Pablo, entretanto, en su viaje hacia sí mismo a través del camarero, se ha llevado la corbata de pajarita de éste (con lo cual su camisa ha tomado un árido aspecto provinciano) y la ha liberado por el camino, convertida ya en la mariposa que es, en realidad, toda pajarita.
El camarero se sienta torpemente en la silla que ha abandonado Federico (parece que definitivamente), derrumba su cabeza sobre la mesa y derrama un auténtico verano de lágrimas, replanteándose el sentido de toda su vida.
Pablo le dirige una mirada de reconocimiento, como un saludo de bienvenida, y levanta ligeramente sus aletargados párpados, quizás para dejar entrar las lágrimas del camarero al país de los poetas. Pero de repente parece reflexionar y la expresión de su rostro se abre paso entre las abotargadas carnes para dibujarse con las formas de la intransigencia.
- Oh soledad... – vuelve Pablo a la carga.
- “Soledades” queda mejor – corrige Federico desde su nube – es, ¿cómo te diría?, es más caracolera, tu ya me entiendes...
- Oh soledades – continúa Pablo – asustáis a mi alma debilitada porque la abandonáis a sus propias multitudes...Amor, amor, emerge de la espuma de mis noches febriles, ocupa mi ser, llena mis estancias interiores, fecúndalas... Oh amor, sé en mí...
El camarero, llegado al límite en que un hombre muere o renace, abandona la mesa con la firme decisión de rehacer su vida, no sin antes rasgar la factura de la comilona con un guiño de complicidad.

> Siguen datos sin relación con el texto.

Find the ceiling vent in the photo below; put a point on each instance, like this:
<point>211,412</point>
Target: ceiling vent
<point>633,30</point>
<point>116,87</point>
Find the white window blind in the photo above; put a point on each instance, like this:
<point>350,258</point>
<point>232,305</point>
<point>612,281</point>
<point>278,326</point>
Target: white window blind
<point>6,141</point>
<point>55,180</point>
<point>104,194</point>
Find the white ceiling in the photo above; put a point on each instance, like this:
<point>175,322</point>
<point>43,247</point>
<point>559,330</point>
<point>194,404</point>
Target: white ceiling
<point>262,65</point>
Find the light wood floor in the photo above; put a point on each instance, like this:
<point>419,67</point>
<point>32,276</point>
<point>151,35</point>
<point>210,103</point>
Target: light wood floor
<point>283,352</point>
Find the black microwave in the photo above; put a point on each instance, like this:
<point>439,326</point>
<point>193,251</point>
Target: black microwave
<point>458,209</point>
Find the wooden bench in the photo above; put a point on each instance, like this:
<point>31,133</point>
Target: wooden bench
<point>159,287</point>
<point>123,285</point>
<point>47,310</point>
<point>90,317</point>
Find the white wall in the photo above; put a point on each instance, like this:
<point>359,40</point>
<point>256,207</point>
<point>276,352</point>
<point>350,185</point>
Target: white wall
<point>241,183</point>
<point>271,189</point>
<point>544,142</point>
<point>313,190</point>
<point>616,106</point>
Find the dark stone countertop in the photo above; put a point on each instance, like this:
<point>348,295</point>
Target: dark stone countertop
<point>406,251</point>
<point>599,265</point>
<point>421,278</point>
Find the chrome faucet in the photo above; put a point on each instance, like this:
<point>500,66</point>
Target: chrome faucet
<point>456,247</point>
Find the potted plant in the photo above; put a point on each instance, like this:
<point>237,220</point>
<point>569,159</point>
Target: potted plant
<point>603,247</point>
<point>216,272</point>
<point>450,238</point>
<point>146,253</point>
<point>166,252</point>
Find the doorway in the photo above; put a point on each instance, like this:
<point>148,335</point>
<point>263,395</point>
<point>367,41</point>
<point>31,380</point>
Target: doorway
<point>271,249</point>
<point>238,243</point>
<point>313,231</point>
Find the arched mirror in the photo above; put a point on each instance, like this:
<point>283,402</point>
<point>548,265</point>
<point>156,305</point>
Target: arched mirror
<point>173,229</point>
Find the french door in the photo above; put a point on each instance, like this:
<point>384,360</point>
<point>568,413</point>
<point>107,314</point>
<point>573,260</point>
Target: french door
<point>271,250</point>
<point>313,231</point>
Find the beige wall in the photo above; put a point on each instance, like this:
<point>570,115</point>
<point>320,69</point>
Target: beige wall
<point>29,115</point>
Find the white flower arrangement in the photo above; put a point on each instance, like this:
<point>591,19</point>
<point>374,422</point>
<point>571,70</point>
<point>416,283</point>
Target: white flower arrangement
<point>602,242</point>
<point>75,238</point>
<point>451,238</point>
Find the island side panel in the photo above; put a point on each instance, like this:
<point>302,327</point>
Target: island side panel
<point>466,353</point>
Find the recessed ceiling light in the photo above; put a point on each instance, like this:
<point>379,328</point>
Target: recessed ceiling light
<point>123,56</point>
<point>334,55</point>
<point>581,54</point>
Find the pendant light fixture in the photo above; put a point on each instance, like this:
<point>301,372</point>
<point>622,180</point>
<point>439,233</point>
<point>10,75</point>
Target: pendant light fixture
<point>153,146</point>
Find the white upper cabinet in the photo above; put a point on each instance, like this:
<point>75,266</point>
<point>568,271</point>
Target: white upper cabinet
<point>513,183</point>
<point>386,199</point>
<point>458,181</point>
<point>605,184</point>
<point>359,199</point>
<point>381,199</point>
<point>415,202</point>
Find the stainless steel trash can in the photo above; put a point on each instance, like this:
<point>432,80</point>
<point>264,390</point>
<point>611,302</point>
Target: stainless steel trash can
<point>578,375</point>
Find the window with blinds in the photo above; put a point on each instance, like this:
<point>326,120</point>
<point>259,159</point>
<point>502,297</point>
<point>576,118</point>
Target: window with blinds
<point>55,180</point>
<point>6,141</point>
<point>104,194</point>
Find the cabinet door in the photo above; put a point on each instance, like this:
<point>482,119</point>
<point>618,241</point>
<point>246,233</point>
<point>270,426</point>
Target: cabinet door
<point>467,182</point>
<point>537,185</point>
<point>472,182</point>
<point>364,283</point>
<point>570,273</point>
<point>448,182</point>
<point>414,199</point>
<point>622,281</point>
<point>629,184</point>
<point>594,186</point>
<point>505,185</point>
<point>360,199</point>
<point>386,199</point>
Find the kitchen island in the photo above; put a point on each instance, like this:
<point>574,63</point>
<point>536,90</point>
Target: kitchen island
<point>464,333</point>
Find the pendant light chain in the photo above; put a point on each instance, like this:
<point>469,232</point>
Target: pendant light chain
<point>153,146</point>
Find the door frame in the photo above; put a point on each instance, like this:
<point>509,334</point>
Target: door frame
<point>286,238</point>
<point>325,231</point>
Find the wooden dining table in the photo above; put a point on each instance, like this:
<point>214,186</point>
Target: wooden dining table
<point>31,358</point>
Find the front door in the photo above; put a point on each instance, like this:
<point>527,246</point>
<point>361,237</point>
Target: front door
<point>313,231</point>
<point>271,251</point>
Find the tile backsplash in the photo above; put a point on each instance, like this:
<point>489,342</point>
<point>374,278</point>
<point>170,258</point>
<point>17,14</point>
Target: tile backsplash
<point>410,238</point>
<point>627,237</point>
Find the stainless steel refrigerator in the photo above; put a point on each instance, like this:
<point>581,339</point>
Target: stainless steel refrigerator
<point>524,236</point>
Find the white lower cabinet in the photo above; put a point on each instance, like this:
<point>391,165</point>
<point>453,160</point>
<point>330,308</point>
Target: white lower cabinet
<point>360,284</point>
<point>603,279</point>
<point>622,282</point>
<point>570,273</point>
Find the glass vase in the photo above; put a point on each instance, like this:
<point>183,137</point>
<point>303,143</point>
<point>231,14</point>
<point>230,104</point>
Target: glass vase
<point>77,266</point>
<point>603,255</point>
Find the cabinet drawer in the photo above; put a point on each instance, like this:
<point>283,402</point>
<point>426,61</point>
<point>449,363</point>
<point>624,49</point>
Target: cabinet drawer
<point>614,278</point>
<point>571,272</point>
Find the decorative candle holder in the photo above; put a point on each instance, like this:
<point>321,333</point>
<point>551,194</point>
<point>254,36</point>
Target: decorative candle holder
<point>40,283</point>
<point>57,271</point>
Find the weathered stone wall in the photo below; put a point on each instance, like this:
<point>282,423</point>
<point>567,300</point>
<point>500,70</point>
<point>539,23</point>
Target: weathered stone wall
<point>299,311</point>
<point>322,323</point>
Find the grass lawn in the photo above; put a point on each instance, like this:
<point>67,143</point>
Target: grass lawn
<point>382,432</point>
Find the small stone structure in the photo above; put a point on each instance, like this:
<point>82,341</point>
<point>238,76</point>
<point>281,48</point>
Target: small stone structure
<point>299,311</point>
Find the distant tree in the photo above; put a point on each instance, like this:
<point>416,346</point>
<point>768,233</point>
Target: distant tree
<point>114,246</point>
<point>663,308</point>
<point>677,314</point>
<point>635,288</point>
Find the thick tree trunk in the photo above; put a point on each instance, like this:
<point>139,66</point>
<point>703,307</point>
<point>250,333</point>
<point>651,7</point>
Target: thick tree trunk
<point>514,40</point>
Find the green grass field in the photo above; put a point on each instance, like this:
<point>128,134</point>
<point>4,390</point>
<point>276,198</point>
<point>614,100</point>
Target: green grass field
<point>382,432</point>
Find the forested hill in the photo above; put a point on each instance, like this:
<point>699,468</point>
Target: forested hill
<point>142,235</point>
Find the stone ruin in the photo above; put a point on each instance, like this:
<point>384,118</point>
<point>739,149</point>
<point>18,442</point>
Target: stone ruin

Pablo enciende un cigarrillo, aspirando voluptuosamente como si quisiera llenarse el pecho con una mañana de primavera. Luego, con una voz emitida en un tono de frecuencia sólo audible para los poetas, susurra:
- Vamos, Federico.
Federico planea graciosamente hasta su silla, sorbe los restos de su copita de transparente licor y salen ambos del restaurante con pasos suaves pero ágiles.